Updating our prior post, California’s Office of Environmental Health Hazard Assessment issued new proposed regulations on clear and reasonable warnings for Proposition 65. This proposed regulation follows March and September drafts that were subject to public and stakeholder input. The current draft is similar in substance to the September iteration, leaving unchanged many of the business community’s significant concerns. OEHHA will conduct a public hearing on March 25, 2015, and the public comment period is open until April 8, 2015.

Safe harbor warnings

The proposed regulation maintains the safe harbor approach (reversing the mandatory warnings proposed in the March draft). The draft provides specific warning methods and messages constituting safe harbors, but allows businesses to use other warnings as long as they comply with Section 25249.6.

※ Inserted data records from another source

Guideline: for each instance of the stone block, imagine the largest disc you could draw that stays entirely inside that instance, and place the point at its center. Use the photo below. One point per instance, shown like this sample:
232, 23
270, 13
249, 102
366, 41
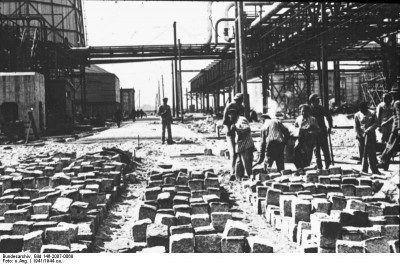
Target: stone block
147, 211
196, 185
363, 191
349, 189
33, 241
12, 216
183, 208
139, 230
199, 208
301, 210
285, 204
209, 243
376, 245
198, 220
232, 244
157, 235
41, 208
165, 219
181, 243
301, 226
61, 206
235, 228
219, 220
273, 197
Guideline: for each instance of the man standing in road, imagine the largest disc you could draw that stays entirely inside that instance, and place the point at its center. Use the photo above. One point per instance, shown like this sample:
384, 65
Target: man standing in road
365, 125
392, 146
320, 113
164, 111
230, 137
384, 112
274, 136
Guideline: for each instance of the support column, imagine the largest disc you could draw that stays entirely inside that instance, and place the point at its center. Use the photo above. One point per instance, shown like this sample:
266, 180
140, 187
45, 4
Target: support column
265, 88
324, 60
308, 78
336, 82
242, 53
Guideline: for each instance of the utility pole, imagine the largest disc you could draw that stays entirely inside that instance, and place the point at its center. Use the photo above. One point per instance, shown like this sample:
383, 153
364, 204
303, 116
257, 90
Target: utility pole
242, 53
236, 88
176, 72
162, 84
325, 94
173, 89
180, 78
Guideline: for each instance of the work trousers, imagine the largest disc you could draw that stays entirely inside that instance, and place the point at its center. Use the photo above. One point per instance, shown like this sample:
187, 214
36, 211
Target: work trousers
386, 132
232, 154
303, 151
275, 152
244, 163
370, 153
166, 124
392, 147
322, 144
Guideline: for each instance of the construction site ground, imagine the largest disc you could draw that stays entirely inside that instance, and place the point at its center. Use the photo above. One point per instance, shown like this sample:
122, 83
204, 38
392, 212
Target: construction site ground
143, 138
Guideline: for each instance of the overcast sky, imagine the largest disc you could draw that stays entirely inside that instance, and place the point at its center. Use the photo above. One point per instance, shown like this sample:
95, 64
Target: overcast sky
150, 23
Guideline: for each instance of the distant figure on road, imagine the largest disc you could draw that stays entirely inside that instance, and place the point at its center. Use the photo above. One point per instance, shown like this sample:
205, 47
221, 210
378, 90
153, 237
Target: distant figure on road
384, 113
307, 130
230, 137
164, 111
365, 125
274, 137
133, 115
118, 116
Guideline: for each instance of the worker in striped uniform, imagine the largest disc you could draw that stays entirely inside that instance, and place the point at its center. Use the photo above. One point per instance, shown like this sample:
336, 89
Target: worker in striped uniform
230, 137
306, 131
244, 145
274, 137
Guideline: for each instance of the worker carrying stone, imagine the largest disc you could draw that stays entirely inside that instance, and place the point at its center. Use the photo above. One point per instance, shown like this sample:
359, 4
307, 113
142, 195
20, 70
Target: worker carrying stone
320, 113
392, 147
230, 137
365, 125
164, 111
307, 130
384, 113
244, 145
274, 137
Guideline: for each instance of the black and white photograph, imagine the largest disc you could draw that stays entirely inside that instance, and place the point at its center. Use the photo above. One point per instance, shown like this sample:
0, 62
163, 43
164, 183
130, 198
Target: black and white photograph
198, 127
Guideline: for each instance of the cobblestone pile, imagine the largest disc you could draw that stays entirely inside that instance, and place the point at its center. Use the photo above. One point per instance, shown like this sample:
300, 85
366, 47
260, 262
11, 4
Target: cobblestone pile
54, 203
328, 211
189, 211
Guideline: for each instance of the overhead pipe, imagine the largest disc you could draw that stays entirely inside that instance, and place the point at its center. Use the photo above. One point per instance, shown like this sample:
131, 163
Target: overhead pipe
274, 9
209, 18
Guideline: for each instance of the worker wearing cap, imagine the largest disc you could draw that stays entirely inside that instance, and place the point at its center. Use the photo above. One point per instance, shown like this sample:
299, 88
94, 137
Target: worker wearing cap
384, 113
392, 146
306, 131
365, 125
230, 137
164, 111
244, 145
274, 137
320, 113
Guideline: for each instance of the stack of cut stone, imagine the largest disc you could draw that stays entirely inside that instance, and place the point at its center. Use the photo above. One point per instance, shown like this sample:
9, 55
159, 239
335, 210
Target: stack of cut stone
55, 203
328, 210
189, 212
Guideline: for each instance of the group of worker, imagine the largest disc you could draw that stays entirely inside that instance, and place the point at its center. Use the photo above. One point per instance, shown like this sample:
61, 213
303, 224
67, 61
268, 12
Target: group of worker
312, 136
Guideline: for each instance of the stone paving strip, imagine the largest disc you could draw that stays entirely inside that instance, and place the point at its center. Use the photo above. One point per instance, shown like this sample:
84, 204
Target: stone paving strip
327, 211
189, 212
54, 203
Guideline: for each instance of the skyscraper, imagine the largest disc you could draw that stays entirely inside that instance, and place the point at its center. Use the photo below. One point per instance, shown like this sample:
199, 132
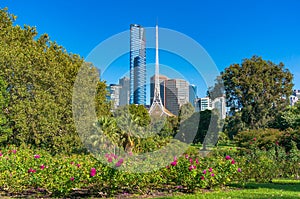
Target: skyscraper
177, 94
124, 91
162, 79
114, 95
192, 94
137, 65
157, 108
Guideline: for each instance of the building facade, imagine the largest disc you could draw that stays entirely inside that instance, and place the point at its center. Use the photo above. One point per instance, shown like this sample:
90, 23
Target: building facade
192, 94
137, 64
114, 95
162, 83
124, 91
177, 94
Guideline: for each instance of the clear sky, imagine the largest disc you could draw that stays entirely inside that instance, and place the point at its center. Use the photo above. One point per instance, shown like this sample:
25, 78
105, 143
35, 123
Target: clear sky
228, 30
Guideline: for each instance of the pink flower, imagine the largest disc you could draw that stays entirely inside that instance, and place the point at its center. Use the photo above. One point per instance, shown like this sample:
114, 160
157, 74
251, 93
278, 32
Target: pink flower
174, 163
93, 172
192, 167
36, 156
119, 163
114, 156
31, 170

The prior draft contained a provision specifically grandfathering in warnings previously approved in settlements or court judgments. The current draft drops this language because it is subsumed by the provisions allowing parties to provide warnings that comply with Section 25249.6.

Warning Language

The proposed regulation tweaks the last draft slightly, requiring the following language to fall under safe harbor protections:

WARNING: This product can expose you to a chemical [or chemicals] known to the State of California to cause [cancer]/[birth defects or other reproductive harm]. For more information go to www.P65Warnings.ca.gov.”

If the product contains any of the following chemicals, the chemical name must also be provided in the warning:

  • Acrylamide
  • Arsenic
  • Benzene
  • Cadmium
  • Carbon monoxide
  • Chlorinated tris
  • Formaldehyde
  • Hexavalent chromium
  • Lead
  • Mercury
  • Methylene chloride
  • Phthalates

In addition, safe harbor warnings must meet the following requirements:

  • All warnings must include a triangle with exclamation point.
  • For on-product labeling, unless otherwise prohibited by federal law, the warning language must be enclosed in a box, be in specific font sizes, and can include truncated warning messages.
  • All warnings must be legible and conspicuously printed and must be provided in a manner likely to be seen by the consumer.

OEHHA website

OEHHA originally proposed a website containing information that manufacturers would be required to provide regarding the chemicals in their products, as well as routes and magnitude of exposure. After much opposition, OEHHA has dropped that proposal.

OEHHA has replaced it with a separate proposed rulemaking for an OEHHA website to collect and provide information to the public concerning exposures to listed chemicals, including links to administrative entities that may provide information on the subject, listing of information concerning levels of human exposure and other more specific information for exposures from food products.

The proposed website regulation also requires manufacturers and distributors to provide OEHHA with certain information upon request “when reasonably available.”  Such information includes identifying chemicals for which warnings are given, the location of a chemical in a product, concentration, routes of exposure, and exposure levels. Notably, failure to comply with an OEHHA request will not be deemed a violation of Prop 65.

Retailer obligations

As with the previous proposals, the current draft attempts to allocate warning responsibility to the manufacturer, distributors, and importers, with retailers only responsible under the following conditions:

  1. The retailer sells its own private label product;
  2. The retailer knowingly and intentionally introduced a listed chemical into the product, or caused a listed chemical to be created in the product;
  3. The retailer covered, obscured or altered a warning label already affixed to the product;
  4. The retailer received warning information and materials (or an offer to provide warning materials) for the exposure from the manufacturer and the retailer sold the product without conspicuously posting those warning materials; or
  5. The retailer has “actual knowledge” of the potential product exposure requiring the warning, and the manufacturer, distributor, importer, or packager are all (a) exempt from Prop 65, and/or (b) foreign entities with no agent for service of process.

“Actual knowledge” and opportunity to cure

The draft defines “actual knowledge” as “specific knowledge of the product exposure that the retailer receives from any reliable source,” and if the source of the knowledge is a 60-day notice, the retailer does not have actual knowledge of any alleged exposure until two business days after receiving the notice.

In the Initial Statement of Reasons for the proposed regulation, OEHHA explains that this means that a retailer with no actual knowledge of a potential exposure prior to receiving a 60-day notice has “a two business-day period after receipt of the notice … to either post a warning or pull the product to avoid causing a knowing and intentional exposure.”

This reflects a change from the September draft, which put the language regarding knowing and intentional exposure directly into the regulation. However, OEHHA has made it clear that retailers have an opportunity to cure if they have no prior actual knowledge.